Hayvanların yaşam hakkı; acı, sevinç, korku, kaygı gibi tüm duyguları yaşayabilmelerinden, yani bilinç sahibi olmalarından ileri gelir. 2012 yılında, aralarında Stephen Hawking’in de bulunduğu 15 uzmanın imzasıyla yayımlanan Cambridge Bilinç Deklarasyonu’na göre: “… insan, bilinç oluşturan nörolojik altyapıya sahip tek canlı değildir. Aralarında bütün memeliler, kuşlar ve ahtapot gibi birçok canlının da bulunduğu hayvanda bu nörolojik altyapı bulunmaktadır.” Ayrıca bu tespitin, “Bitkiler de canlı, o zaman onları da yemeyelim” temalı, veganlık karşıtı argümanlara da cevap niteliği taşıdığı kanaatindeyim.

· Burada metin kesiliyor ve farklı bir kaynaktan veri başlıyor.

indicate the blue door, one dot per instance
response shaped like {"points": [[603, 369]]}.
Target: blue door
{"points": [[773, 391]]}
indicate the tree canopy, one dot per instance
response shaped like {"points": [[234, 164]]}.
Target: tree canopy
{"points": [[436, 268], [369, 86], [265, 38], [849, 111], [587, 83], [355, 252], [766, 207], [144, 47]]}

Bilinçten bahsetmişken psikolojinin sadece insan değil, hayvan davranışlarını da inceleyen bir bilim dalı olageldiğini hatırlamak gerekiyor. Psikolojinin ortaya çıktığı ilk yıllarda yapılan çalışmalara baktığımızda; bebek, çocuk, yetişkin insanlara veya hayvanlara kalıcı ya da geçici zararlar verebilecek uygulamaların gerçekleştirildiğini görebiliyoruz. Buna ilişkin olarak Türk Psikologlar Derneği Etik Yönetmeliği,Madde 2.2’de yer alan: “Psikolog, danışan kişi ya da kurumlara, araştırma katılımcılarına, öğrencilere, süpervizyon alan kişilere ve deney hayvanlarına zarar verebilecek eylemlerden kaçınır. (…) Önceden kestirilebilen ve kaçınılmaz olan zararı en aza indirmek için gerekli önlemleri alır, kişileri bu konuda önceden bilgilendirir.” ifadesi oldukça önemlidir. Ancak burada şöyle bir tutarsızlık mevcuttur: Psikoloji, hayvan davranışlarını da insanlarınki kadar araştırılmaya değer görürken; araştırmalardaki olası zararlar konusunda sadece insanları bilgilendirmeye değer görmektedir.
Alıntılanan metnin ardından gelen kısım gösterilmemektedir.